In the legal battle between Ripple Labs and the US Securities and Exchange Commission, hardly a day goes by without an exciting news event. The majority of the news is clearly favorable for Ripple and the XRP community.

As recently as Sunday, Roslyn Layton wrote an editorial for Forbes in which she expressed, “The SEC has no allies, not even its own experts, who ended up providing ammunition for the defense”.

And as recently revealed, Ripple now has another crypto industry heavyweight on its side.

As Coinbase Chief Legal Officer Paul Grewal explained via Twitter, the American crypto exchange has asked the court to file an amicus brief. The brief reveals that Coinbase sees the case as a precedent for the entire crypto industry, which is why a Ripple victory is of tremendous importance. Grewal wrote via Twitter:

Our point in pretty simple: this is a textbook case of just how critical fair notice is any reasonable notice of due process under law.

By suing sellers of XRP tokens after making public statements signaling that those transactions were lawful, the SEC has lost sight of this bedrock principle.

Coinbase joins a number of supporters. The nonprofit Investor Choice Advocates Network (ICAN), mobile crypto app provider SpendTheBits, and crypto advocacy group Blockchain Association, have already announced their support by filing an amicus brief.

In its brief to Judge Analisa Torres, Coinbase portrays the SEC as having failed to keep up with the fast-moving crypto industry. Moreover, the regulator has fallen short of creating a regulatory framework, according to Coinbase.

Instead, the SEC rules through ad hoc enforcement actions in which it retroactively claims that digital assets already traded are securities and are therefore subject to SEC regulation.

Amicus Brief Of XRP Investors In Support Of Ripple Submitted

An amicus brief is also called a “friend of the court” brief.
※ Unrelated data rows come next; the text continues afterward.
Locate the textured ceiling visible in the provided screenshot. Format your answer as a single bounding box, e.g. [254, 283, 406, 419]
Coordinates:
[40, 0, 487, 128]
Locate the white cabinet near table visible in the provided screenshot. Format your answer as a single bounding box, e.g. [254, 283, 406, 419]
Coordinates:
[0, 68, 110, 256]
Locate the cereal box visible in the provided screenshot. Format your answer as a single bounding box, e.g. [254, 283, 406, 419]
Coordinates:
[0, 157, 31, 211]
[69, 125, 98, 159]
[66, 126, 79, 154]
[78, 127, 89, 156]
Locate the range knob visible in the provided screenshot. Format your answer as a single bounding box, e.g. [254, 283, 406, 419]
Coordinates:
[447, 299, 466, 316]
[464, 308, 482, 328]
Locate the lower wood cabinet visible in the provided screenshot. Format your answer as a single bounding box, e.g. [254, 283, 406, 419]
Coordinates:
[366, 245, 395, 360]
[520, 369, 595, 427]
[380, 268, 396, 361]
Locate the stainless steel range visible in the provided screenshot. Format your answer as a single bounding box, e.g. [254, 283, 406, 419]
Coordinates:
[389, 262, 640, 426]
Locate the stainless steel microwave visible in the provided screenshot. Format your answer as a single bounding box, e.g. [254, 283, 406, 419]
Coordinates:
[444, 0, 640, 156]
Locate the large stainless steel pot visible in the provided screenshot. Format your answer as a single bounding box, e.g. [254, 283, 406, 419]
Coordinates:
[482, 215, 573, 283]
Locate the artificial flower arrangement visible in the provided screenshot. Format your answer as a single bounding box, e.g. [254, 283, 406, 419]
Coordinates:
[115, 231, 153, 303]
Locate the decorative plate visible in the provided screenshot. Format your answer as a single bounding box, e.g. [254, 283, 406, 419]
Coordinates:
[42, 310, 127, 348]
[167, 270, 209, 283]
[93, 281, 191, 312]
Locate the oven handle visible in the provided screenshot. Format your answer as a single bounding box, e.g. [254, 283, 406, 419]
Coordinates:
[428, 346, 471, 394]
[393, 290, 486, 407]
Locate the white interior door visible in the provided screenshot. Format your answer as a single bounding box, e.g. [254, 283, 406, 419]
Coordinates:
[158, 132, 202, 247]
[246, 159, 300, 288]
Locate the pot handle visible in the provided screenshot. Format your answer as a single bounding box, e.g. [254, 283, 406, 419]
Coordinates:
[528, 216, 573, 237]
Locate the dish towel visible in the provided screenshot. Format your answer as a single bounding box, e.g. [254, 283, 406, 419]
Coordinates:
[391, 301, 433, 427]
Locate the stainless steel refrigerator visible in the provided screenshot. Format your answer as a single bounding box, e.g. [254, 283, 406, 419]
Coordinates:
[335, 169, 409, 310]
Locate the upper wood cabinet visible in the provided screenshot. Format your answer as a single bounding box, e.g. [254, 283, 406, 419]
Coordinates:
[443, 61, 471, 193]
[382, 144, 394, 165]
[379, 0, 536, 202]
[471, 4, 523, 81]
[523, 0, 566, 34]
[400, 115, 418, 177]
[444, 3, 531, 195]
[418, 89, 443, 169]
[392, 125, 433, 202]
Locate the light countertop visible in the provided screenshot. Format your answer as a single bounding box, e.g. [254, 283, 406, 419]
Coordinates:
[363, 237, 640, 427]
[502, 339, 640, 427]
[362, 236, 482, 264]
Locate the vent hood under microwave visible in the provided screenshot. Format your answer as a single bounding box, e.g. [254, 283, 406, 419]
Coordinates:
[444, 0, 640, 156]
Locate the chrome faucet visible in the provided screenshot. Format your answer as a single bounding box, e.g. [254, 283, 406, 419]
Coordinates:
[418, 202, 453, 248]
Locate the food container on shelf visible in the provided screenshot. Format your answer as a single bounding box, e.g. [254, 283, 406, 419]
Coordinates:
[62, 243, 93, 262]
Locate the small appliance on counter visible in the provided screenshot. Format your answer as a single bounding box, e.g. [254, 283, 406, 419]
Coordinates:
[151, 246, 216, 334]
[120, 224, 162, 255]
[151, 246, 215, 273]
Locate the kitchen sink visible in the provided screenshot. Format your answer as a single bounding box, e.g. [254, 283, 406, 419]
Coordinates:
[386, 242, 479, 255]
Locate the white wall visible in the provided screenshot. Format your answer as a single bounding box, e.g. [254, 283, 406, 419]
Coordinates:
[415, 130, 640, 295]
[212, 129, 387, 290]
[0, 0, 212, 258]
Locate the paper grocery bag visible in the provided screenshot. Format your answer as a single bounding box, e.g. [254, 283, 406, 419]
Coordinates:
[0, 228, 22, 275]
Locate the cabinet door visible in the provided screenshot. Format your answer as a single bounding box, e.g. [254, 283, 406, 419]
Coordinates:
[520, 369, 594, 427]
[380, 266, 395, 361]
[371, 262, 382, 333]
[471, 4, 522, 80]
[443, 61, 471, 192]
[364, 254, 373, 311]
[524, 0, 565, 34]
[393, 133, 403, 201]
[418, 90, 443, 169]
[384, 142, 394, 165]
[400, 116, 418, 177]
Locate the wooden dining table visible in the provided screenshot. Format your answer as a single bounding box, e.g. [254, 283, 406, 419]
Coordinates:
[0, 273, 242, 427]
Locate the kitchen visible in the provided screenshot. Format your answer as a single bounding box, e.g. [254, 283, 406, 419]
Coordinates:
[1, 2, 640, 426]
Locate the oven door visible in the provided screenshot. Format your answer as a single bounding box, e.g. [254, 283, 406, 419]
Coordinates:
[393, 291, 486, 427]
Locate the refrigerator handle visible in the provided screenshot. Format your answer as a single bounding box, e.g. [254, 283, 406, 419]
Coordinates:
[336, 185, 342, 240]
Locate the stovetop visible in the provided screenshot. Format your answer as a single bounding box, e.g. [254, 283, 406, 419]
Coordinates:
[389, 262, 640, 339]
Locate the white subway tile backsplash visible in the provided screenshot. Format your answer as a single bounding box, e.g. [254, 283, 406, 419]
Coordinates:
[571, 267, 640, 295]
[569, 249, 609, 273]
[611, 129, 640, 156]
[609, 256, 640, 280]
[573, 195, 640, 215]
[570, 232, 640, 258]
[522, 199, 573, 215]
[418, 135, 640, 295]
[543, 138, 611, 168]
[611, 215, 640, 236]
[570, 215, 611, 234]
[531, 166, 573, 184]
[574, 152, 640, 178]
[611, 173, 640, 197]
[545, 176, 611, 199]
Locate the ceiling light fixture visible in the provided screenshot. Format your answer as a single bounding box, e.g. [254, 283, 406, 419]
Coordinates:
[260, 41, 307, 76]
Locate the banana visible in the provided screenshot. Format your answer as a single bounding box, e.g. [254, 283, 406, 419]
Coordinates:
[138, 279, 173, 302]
In it, an organization or persons not directly involved in the case gives advice about a specific court case. It is precisely this tool that 75,000 XRP investors also make use of.

After Judge Torres denied the motion to intervene filed by attorney John E Deaton, who represents the investors, she allowed the filing of amicus briefs, “sending a blunt signal to the SEC that real investors were going to have her ear.”

Deaton filed the amicus brief for all XRP investors yesterday. It states that the SEC’s theory of a 9-year sustained ICO is so far-fetched that “it travels through space and time into the future and captures all possible future sales, even in distant countries. The SEC’s Howey argument is so far-fetched that it is not definable in space or time…”

Moreover, according to Deaton, the Howey test must be applied to each transaction and tested at the time of the transaction.

Instead, the SEC argues that “the XRP traded, even in the secondary market, is the embodiment of those facts, circumstances, promises, and expectations and today represents that investment contract”. Countering this, Deaton asserts:

Notably missing at the end of that sentence is a single cite to any precedent or authority supporting such an inimitable claim. Amici, and likely the SEC itself, have no idea what that sentence means under the law.

XRP continues to be on a wait-and-see attitude in light of the FOMC meeting of the U.S. Federal Reserve. The price is still holding above the 200-day moving average (MA).